The Irishman: Redemption Through A Crack In The Door

The Irishman: Redemption Through A Crack In The Door

By

Leonard Zwelling

Martin Scorsese makes movies about gangsters. He also makes movies about real people, including Jesus (The Last Temptation of Christ). Some of his best movies are about real people who happen to be gangsters. The Irishman is such a film. It’s not good. It’s great!

Sadly, as I write this, The Irishman may disappear from movie theaters and find its home with the Netflix people who paid for it to be made. This is sad because The Irishman is a big film worthy of a big screen, even if the big screen is a smallish one at the River Oaks Theater where we saw it. Lots of people agree as the audience seats were full on a Saturday at 3:30. Netflix is throwing away box office revenue, but maybe millennials only go to movies where lots of stuff blows up and everybody who’s a good guy wears a cape. No worries, stuff blows up in The Irishman. No capes though.

This film purports to be the true story of a mob hit man named Frank Sheeran (Robert De Niro) and his affiliation with both the Bufilino crime family (headed by a brilliant Joe Pesci doing his best work in years) and the Teamsters Union led by its charismatic leader Jimmy Hoffa (Al Pacino, also very good). The film itself is huge, 209 minutes. The canvas on which Scorsese paints is also big and includes the inside workings of the mob and the big news events of the times depicted side-by-side–the Bay of Pigs, the Cuban Missile Crisis and the Kennedy Assassination. It makes the case and the explanation for why organized crime wanted Kennedy dead (he hadn’t delivered Cuba back to the Mafia as a place for illicit business) and takes a narrative line on why Jimmy Hoffa went missing. This is not an ambiguous film without a point of view. It makes the case that there are no accidents in history. Powerful men move the world with money and guns.

But like all the best of Scorsese’s films, this one has the hero being redeemed or at least keeps the door open to the hero’s redemption despite all the bad things the hero does. This too is not ambiguous as the last shot of the film has Frank Sheeran in his wheel chair in a nursing home requesting a departing priest leave the door open a crack. There is also much made of the fact that Frank will not be cremated after he dies. That’s too final. Even that door must remain open. Just in case.

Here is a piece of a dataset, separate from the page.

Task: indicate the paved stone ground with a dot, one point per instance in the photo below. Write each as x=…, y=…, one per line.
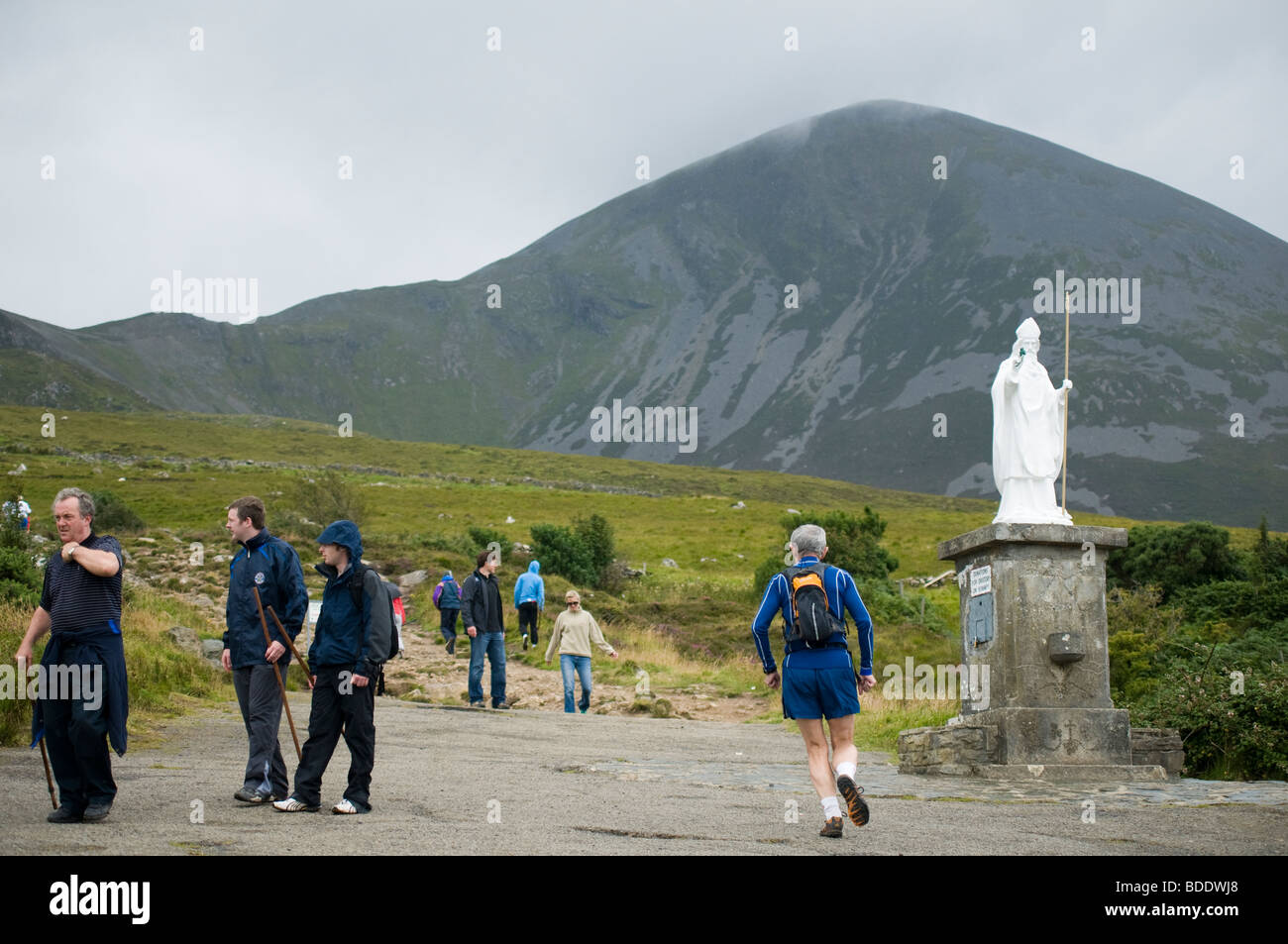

This long brilliant screenplay by Steve Zaillian draws the line from Frank Sheeran’s early days as a crooked truck driver stealing meat to his involvement with Russell Bufilino (Pesci) and then to his long friendship with Jimmy Hoffa whose Teamsters pension plans funded some of the Mafia’s boldest projects in Las Vegas, Miami and elsewhere. The intertwining of crime, government and unions that was an open secret to us growing up in the 1960’s is clarified and personalized in this brilliant work of art.

It is the tableau of lavish production values, brilliant acting, a great script, and the real events known to my generation that sets this above all of Scorsese’s other works beside Last Temptation, my vote for his best film ever.

In the three plus hours you get the sense of knowing both Jimmy Hoffa and Frank Sheeran, while most of the rest of the gangsters save Pesci seem to be paper cutouts, caricatures or mysterious wizards in the dark who have others do their dirty work while pulling the strings of American culture from gambling to government. When there is a snag, the gangsters eliminate the snag, no matter how big the snag seems to be. As Pesci’s character warns Hoffa, “if they can kill the president, they can kill the president of a union.”

I am afraid that those who watch this on television will miss something. This is a film meant to be seen in the theater with no bathroom breaks or pauses for popcorn in the kitchen.

I don’t know if this will win the Academy Award. As much as Hollywood loves gangsters and Scorsese, they love Hollywood more and that’s what Tarrentino turned out this year. There is also little doubt that Joe Pesci will be vying with Brad Pitt for the Best Supporting Actor trophy throughout the awards season.

You will probably have to watch The Irishman on TV. Do that. But if you ever get the chance to see it on the big screen, do that, too. This film is why there are movie theaters.